When General Motors was declared bankrupt and Saab was put up for sale, many industry observers were scornful of the prospects for a rescue. Which of the world's carmakers would want to take on a manufacturer with such low sales and such big losses? It would need a company with deep pockets - and a big vision.

When Christian von Koenigsegg's eponymous company, Koenigsegg Group, finally emerged as the top bidder, many were incredulous. Saab might be a minnow by almost all motor industry standards, but compared to Koenigsegg, it was a giant. Saab was formed in 1947, supercar maker Koenigsegg Automotive sold its first car just seven years ago, and last year produced 18 vehicles at its factory in a hangar at Ängelholm airbase, southern Sweden.

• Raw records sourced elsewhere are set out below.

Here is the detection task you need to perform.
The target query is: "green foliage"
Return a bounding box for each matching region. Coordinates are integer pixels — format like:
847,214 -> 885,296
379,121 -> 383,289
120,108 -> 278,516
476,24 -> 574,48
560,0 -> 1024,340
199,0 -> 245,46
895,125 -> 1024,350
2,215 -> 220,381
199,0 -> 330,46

But if Koenigsegg is tiny, its founder has always had big ideas. His record speaks for itself: he founded the carmaker in 1994, at the age of just 22, with some start-up loans and some help from the family. Within two years a prototype was ready and by 2002 the first car was sold, with the family crest on the badge.

A year later it was reported that a Koenigsegg had taken the record for the fastest speeding ticket ever issued in the United States, clocking 242 mph in a 75 mph zone. By 2005 a Koenigsegg had officially become the fastest production car in the world, when a CCR surpassed the MacLaren F1 as the fastest production car in existence, clocking a speed of 240 on the Nardò track in Italy.

All that speed comes at a price: a Koenigsegg CCXR currently costs a cool $1.2 million. Despite the hefty price tag, the company has found people willing to pay, and say they made a small profit on sales of $13.8 million last year.

Everything about Koenigsegg the company, and von Koenigsegg the man, is as far from the dry, accountant-driven world of volume carmakers as it is possible to get. When asked how he decided to make supercars, he always says he was inspired by a Norwegian cartoon. In the film, Flåklypa Grand Prix, a bicycle repairman builds a world-beating Formula One car, assisted by a melancholic hedgehog, a cheerful magpie and money from a passing Arab oil sheikh.

"I remember walking out of the cinema when I was five years old and thinking 'I'd like to do that,'" he said when interviewed this autumn.

Von Koenigsegg was never short of entrepreneurial role models. He was brought up in a well-connected family from the fancy Stockholm suburb of Djursholm. Father Jesko has started a number of engineering and finance companies; his mother is a haute couture milliner, or hat maker, who supplies the Swedish royal family.

"When I started Koenigsegg my father thought I was crazy, but then he came round to the idea and actually joined the board."

His father was only the first of many sceptics that von Koenigsegg has had to win over.

"Lots of people were asking who would buy a supercar like that. But Koenigsegg is still there and they make one of the world's fastest cars. They even appear to be making some kind of profit," said Mikael Wickelgren, a car industry expert at the University of Gothenburg.

Overcoming the scepticism of others has required a particular brand of self-confidence from the Swede:

"I see myself as having an unrestricted mind. It's not that I don't see the obstacles - I do - but I always see a way to pass them."

With the Saab deal now in tatters, however, it seems not even the maker of sleek sports cars could find a way.